東京都議会議員選挙で実施しました「性的少数者(性的マイノリティ)に関するアンケート」結果公開です。(実施:レインボー・アクション請願・陳情チーム)

 レインボー・アクションでは、先日実施されました都議会議員選挙に先立って、候補者のみなさまが所属されている政党・会派(無所属含む)向けに、セクシュアル・マイノリティに関するアンケートを実施させていただきました。

 これまでに、8つの会派・無所属の候補者からご回答をいただきました。選挙運動等で大変お忙しい中、ご回答をいただきましたみなさまには、改めて御礼と感謝を申し上げます。

 ここでは、設問別にアンケートの結果を公表をしています。ぜひご確認をいただければと思います。

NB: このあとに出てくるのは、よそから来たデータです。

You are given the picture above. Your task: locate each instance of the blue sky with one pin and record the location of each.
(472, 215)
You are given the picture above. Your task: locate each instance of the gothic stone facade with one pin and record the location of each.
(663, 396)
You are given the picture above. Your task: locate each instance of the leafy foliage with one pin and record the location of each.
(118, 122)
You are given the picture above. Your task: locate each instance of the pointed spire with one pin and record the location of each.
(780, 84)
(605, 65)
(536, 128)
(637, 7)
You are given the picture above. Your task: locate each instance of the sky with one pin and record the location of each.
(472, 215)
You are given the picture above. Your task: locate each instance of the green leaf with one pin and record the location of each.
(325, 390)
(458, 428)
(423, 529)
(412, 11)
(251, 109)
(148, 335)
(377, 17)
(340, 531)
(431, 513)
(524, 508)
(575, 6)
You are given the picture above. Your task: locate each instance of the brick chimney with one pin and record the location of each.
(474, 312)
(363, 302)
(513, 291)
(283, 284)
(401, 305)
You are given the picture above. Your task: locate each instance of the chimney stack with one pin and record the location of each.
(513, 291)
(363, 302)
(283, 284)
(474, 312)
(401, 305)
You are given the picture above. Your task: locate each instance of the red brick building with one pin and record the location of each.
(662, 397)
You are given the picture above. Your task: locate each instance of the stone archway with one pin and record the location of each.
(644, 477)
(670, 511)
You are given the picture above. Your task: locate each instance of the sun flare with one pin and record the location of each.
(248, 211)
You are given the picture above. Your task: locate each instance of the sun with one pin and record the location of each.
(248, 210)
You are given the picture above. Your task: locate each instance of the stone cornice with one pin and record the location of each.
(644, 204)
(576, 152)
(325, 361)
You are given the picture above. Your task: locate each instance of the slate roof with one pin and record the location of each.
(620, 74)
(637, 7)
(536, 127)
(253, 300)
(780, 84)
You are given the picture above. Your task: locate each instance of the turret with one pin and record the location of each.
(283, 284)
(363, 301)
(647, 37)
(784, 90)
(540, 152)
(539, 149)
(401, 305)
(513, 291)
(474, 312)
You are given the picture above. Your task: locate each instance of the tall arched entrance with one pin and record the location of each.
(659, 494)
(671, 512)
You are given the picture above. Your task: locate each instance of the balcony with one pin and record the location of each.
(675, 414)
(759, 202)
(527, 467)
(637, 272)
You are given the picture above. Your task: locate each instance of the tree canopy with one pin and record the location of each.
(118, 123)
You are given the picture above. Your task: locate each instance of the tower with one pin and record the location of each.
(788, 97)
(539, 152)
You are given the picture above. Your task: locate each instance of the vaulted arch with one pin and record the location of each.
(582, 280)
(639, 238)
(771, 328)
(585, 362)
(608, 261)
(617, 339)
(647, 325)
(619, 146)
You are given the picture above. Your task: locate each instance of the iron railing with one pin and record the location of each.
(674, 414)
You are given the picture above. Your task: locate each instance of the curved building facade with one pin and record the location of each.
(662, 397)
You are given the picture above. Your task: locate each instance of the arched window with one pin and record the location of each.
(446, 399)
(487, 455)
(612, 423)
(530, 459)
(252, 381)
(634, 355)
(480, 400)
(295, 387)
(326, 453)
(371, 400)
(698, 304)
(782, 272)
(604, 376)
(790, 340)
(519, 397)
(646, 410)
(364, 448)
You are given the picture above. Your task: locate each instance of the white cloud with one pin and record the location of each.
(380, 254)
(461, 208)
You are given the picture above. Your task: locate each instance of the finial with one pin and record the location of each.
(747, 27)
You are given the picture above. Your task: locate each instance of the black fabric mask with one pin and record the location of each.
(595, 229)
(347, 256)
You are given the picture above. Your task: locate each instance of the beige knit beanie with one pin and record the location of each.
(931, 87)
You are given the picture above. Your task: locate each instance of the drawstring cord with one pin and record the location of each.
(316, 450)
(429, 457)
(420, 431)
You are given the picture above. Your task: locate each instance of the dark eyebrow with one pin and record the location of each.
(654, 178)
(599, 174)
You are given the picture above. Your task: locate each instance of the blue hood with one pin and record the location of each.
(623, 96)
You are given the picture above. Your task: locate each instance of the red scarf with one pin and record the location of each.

*なお、本文中では、次のように略称を使用させていただいております。

無所属 後藤輝樹 = 後藤輝樹
社民党東京都連合 ­= 社民党
無所属 すどうえいじ = すどうえいじ
都議会公明党 = 公明党
都議会生活者ネットワーク・みらい =生活者ネット
都議会民主党 = 民主党
日本共産党東京都議会議員団 = 共産党
緑の党 = 緑の党



性的少数者(性的マイノリティ)に関するアンケート

Ⅰ.東京都における相談窓口について

東京都にはDVやいじめ、交通事故や人権についてなど、さまざまな相談窓口がありますが、明示的に性的少数者(性的マイノリティ)を対象としたものはありません。この点についてご見解をお聞かせください。
① 性的少数者(性的マイノリティ)に関する、専門の相談窓口を設置すべきだ
② 専門の窓口を設置するのではなく、現状で受け付け可能な窓口を明示すべきだ
③ 相談窓口は必要だが、東京都ではなく、民間団体や基礎自治体が担うべきだ
④ 性的少数者(性的マイノリティ)に関する相談窓口は必要ない
*その他のご意見や補足等がございましたら、ご記入をお願いいたします
(                               )


・後藤輝樹 なし
相談窓口を作ろうとすればきりがないが、DVの窓口があるのならば、性的少数者の窓口があってもいいのかなとは思います。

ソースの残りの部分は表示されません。